Colombian History

Before the arrival of the Spanish, Colombia was sparsely inhabited by indigenous peoples. High in the Andes, the Muisca were master goldsmiths, who may have sparked the myth of El Dorado with their tradition of anointing a new chief by rolling him in gold dust. The legend of El Dorado was an irresistible attraction for a host of European adventurers in search of gilded cities.

The Spanish settled in the region as early as 1510, but it wasn't until conquistador Rodrigo de Bastidas founded the port town of Santa Marta in 1525 that a permanent settlement was established in what is now known as Colombia. He banned the exploitation of the indigenous peoples, but those who followed him had other plans. Explorers like Gonzalo Jiménez de Quesada plundered and pillaged their way inland. After quickly dispatching the local Muisca tribes, he established a Spanish settlement in what is now Bogotá.
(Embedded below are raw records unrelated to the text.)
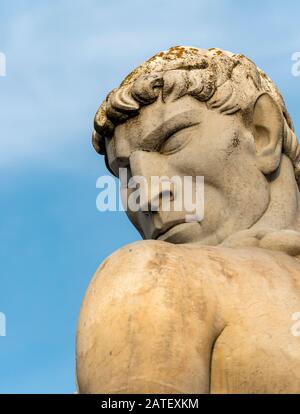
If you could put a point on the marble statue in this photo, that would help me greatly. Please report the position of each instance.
(202, 306)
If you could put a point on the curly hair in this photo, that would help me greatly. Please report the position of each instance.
(227, 82)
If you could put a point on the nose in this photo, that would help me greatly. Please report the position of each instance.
(152, 167)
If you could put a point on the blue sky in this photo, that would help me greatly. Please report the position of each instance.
(62, 59)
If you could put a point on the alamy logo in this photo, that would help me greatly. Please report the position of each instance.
(2, 324)
(158, 193)
(2, 64)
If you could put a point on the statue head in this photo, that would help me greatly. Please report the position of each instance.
(210, 113)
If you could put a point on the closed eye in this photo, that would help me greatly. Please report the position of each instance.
(178, 140)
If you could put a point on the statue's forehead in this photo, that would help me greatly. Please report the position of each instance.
(156, 120)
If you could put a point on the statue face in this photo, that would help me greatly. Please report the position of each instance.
(185, 138)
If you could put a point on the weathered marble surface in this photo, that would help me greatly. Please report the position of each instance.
(204, 307)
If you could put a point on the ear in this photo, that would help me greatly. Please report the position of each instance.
(268, 132)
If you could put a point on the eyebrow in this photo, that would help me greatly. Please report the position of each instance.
(168, 127)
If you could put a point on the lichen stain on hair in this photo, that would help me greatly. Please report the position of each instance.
(227, 82)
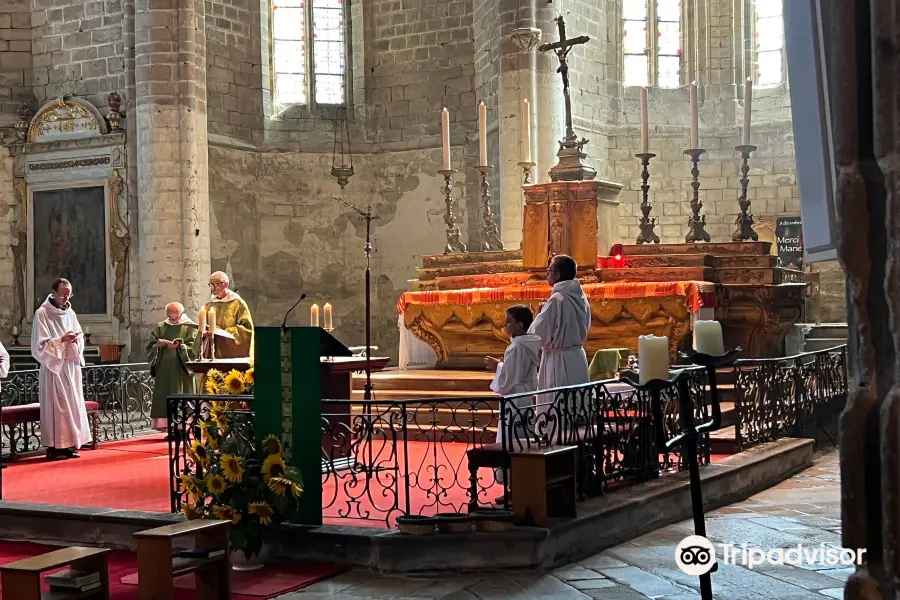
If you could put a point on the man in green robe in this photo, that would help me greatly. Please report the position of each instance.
(168, 354)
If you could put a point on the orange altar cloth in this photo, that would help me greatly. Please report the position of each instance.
(699, 294)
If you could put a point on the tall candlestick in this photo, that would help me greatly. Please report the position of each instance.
(445, 137)
(695, 138)
(653, 358)
(482, 134)
(645, 129)
(708, 338)
(748, 98)
(526, 131)
(329, 322)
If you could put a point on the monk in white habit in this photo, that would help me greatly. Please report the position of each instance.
(57, 343)
(562, 324)
(232, 316)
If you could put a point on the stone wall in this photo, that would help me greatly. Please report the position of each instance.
(274, 220)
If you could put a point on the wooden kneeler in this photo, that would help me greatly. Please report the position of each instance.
(158, 567)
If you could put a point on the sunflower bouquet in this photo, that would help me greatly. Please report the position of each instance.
(251, 487)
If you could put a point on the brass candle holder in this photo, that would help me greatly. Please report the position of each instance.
(744, 223)
(696, 222)
(490, 236)
(454, 244)
(647, 223)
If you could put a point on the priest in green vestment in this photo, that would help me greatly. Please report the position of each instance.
(168, 354)
(232, 317)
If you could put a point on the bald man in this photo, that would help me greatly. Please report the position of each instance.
(232, 315)
(168, 354)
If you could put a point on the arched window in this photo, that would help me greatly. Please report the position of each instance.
(651, 40)
(309, 52)
(768, 42)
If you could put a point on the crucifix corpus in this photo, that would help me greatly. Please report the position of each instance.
(571, 166)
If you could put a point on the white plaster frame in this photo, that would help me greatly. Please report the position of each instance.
(89, 181)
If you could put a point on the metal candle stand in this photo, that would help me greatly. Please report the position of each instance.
(647, 236)
(744, 223)
(489, 235)
(453, 242)
(696, 222)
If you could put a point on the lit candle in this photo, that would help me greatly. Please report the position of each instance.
(695, 141)
(748, 97)
(645, 129)
(526, 130)
(653, 358)
(445, 133)
(482, 134)
(708, 338)
(329, 322)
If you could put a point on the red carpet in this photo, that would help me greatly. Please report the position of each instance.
(269, 582)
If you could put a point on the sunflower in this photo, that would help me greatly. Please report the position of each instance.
(234, 382)
(263, 511)
(279, 485)
(199, 452)
(190, 511)
(215, 484)
(272, 445)
(231, 465)
(273, 466)
(227, 513)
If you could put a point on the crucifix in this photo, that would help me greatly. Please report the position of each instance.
(571, 156)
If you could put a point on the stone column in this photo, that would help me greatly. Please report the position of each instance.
(549, 111)
(519, 38)
(172, 156)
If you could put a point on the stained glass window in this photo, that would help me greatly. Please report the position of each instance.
(769, 42)
(295, 76)
(651, 41)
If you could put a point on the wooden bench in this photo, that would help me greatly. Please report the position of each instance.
(157, 567)
(21, 580)
(13, 416)
(543, 484)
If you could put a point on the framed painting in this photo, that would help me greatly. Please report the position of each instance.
(69, 239)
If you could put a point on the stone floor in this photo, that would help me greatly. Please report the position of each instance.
(803, 510)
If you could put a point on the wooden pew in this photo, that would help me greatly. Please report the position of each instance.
(543, 484)
(158, 567)
(21, 580)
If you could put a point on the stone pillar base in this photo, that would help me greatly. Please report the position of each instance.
(569, 217)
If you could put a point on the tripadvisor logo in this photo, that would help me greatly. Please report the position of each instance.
(696, 555)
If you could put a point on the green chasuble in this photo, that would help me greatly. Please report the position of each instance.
(169, 366)
(233, 316)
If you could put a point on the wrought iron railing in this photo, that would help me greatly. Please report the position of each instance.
(123, 393)
(796, 396)
(184, 414)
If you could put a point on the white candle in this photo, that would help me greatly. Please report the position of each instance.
(748, 98)
(445, 133)
(708, 338)
(329, 322)
(695, 141)
(653, 358)
(645, 129)
(526, 131)
(482, 134)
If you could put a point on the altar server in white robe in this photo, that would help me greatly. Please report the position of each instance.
(57, 343)
(562, 324)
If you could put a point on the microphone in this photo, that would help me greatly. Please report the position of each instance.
(288, 313)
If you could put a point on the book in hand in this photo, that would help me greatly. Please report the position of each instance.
(71, 579)
(201, 553)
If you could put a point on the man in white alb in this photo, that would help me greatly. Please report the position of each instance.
(57, 343)
(562, 324)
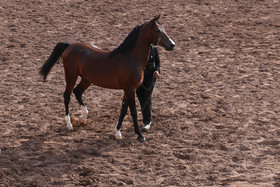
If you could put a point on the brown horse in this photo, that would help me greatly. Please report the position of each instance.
(121, 68)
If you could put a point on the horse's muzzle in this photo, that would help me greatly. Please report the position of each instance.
(170, 46)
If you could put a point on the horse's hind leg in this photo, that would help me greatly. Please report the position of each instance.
(78, 91)
(118, 134)
(70, 82)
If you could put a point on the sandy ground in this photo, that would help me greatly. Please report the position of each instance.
(216, 107)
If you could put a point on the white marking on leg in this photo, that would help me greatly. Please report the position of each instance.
(118, 134)
(68, 121)
(84, 114)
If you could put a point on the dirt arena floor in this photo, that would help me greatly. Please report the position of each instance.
(216, 106)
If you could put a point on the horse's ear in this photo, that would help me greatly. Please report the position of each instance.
(157, 17)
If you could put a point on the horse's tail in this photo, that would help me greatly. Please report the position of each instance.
(54, 57)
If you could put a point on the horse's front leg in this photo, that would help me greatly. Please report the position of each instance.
(132, 107)
(118, 134)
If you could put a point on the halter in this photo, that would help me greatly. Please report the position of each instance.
(159, 39)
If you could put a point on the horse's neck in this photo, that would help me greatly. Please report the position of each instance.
(142, 51)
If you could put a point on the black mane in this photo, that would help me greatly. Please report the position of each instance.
(128, 44)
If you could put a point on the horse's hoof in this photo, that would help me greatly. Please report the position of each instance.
(141, 139)
(70, 127)
(118, 135)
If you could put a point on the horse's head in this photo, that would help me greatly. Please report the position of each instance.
(158, 35)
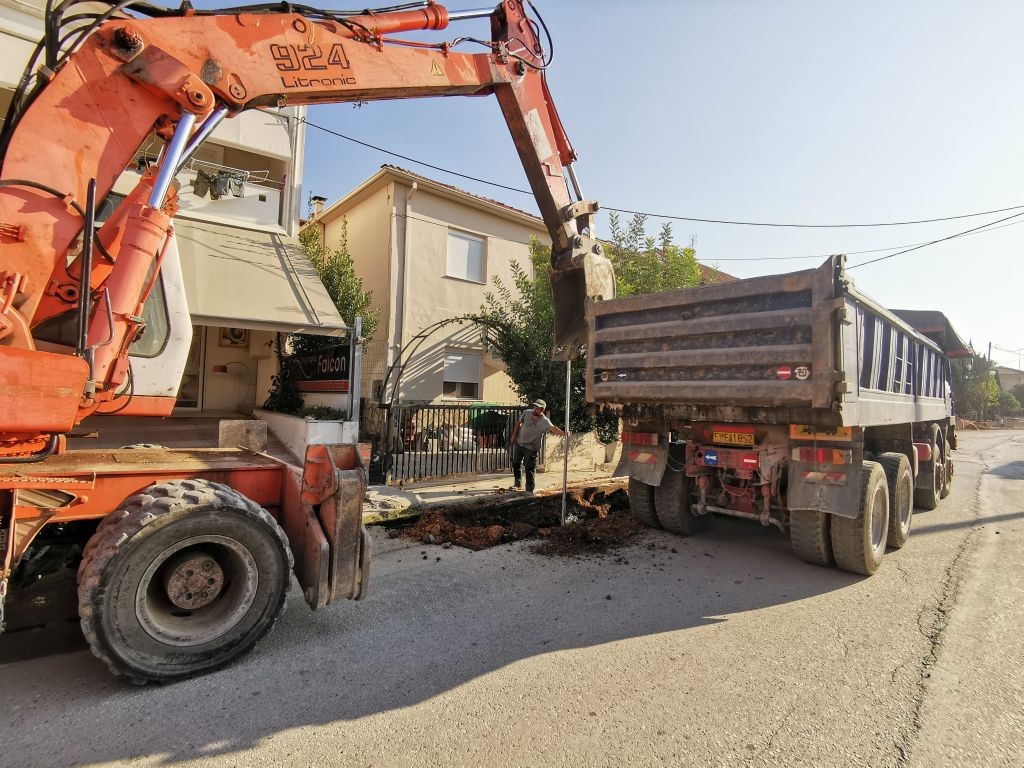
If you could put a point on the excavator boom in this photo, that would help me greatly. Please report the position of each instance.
(179, 74)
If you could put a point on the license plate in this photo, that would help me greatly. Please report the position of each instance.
(741, 439)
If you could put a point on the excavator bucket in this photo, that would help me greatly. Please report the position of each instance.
(591, 279)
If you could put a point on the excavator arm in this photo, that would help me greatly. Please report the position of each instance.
(180, 74)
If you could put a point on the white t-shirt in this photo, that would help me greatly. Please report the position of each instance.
(532, 428)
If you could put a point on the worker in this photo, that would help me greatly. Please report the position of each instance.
(526, 437)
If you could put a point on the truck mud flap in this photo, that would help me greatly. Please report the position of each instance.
(835, 489)
(645, 463)
(323, 517)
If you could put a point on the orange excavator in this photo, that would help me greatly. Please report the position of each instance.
(186, 554)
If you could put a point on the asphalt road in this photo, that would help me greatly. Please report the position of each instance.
(726, 651)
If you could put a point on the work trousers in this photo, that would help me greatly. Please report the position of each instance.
(523, 456)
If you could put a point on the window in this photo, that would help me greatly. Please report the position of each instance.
(462, 376)
(156, 328)
(465, 257)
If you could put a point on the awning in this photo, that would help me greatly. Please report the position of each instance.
(247, 279)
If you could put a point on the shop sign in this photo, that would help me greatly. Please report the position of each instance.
(326, 371)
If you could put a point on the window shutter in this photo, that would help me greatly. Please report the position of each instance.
(465, 257)
(462, 367)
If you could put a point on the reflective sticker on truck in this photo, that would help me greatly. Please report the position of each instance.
(807, 432)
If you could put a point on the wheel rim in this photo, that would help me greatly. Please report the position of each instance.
(197, 590)
(879, 522)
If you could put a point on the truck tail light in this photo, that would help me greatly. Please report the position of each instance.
(924, 451)
(822, 456)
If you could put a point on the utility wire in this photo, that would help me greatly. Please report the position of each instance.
(734, 222)
(933, 242)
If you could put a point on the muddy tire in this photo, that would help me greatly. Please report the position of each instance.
(947, 472)
(642, 503)
(184, 578)
(900, 480)
(672, 505)
(810, 537)
(929, 498)
(859, 545)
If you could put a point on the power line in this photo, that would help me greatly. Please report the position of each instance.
(413, 160)
(733, 222)
(933, 242)
(860, 253)
(811, 226)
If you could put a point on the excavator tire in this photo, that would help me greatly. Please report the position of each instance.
(809, 537)
(900, 480)
(642, 503)
(184, 578)
(672, 504)
(859, 544)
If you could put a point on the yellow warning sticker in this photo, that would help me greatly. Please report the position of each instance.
(807, 432)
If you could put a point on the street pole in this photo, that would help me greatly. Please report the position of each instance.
(565, 450)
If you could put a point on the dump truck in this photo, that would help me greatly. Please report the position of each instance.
(792, 399)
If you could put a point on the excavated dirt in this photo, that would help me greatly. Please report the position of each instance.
(602, 522)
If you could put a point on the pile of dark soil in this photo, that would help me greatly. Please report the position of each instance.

Despite their near decimation at the hands of brutal Europeans, Colombia's native peoples have left a lasting mark on the country. The extraordinary carved stones in the southwestern settlement of San Agustín speak of empires once rich in gold, emeralds, and the technological skills necessary to erect statues honoring long-forgotten gods. In the Andes and on the coastal plains you'll find modern descendants of these lost tribes living a life unchanged since Christopher Columbus presumptuously claimed Colombia in the name of King Ferdinand of Spain.

Colombians express with some pride that they live in the oldest democracy in Latin America. Colombia has enjoyed a constitutionally elected government for nearly all of its history. This has not, however, brought stability to the country, with two civil wars in the first half of the 20th century and guerrilla activity that has echoed in the countryside since the 1960s.

Since the explosion in the '80s of the international drug trade, Colombia has struggled with the repercussions of this vast and complex issue. It is one of the few countries where it's possible to grow coca, a leaf sacred to many indigenous tribes. Unfortunately it's also used to manufacture cocaine. In the relatively uncontrolled infancy of the cocaine trade, the Colombian cartels grew to become enormously powerful, most notably the Medellín Cartel–-run by the infamous Pablo Escobar–-and the competing Cali Cartel. At the height of the drug-related conflict, the country was devastated by violence on every level including the assassination of three presidential candidates.

With the downfall of Escobar in 1993 and the Cali Cartel two years later, the industry fragmented, with smaller groups choosing a much lower profile to avoid attention. Unfortunately, drug-related violence continues in the poorest peripheries of Colombia’s major cities even today and will see no end until international demand dries up.

In 2002 then-president Alvaro Uribe waged a military campaign aimed at wiping out the guerrillas that at some points spilled over into neighboring Venezuela and Ecuador, bringing the nations close to war. This policy continued in 2010 with his successor, Juan Manuel Santos, but after de-escalation by both sides, peace talks began in Havana in 2012 with the largest guerrilla group, the FARC.

A landmark agreement was reached with the FARC in June 2016 which, along with similar agreements with three other smaller rebel groups, brought the end of the conflict within reach. Over the last decade Colombia has benefited greatly from a fragile peace, as the remaining conflict largely moved away from the larger urban centers. The steady growth of tourism and the local economy has done much to alleviate the conditions that led to crime and conflict and, although inequality remains stark in rural regions, the country has much cause for optimism.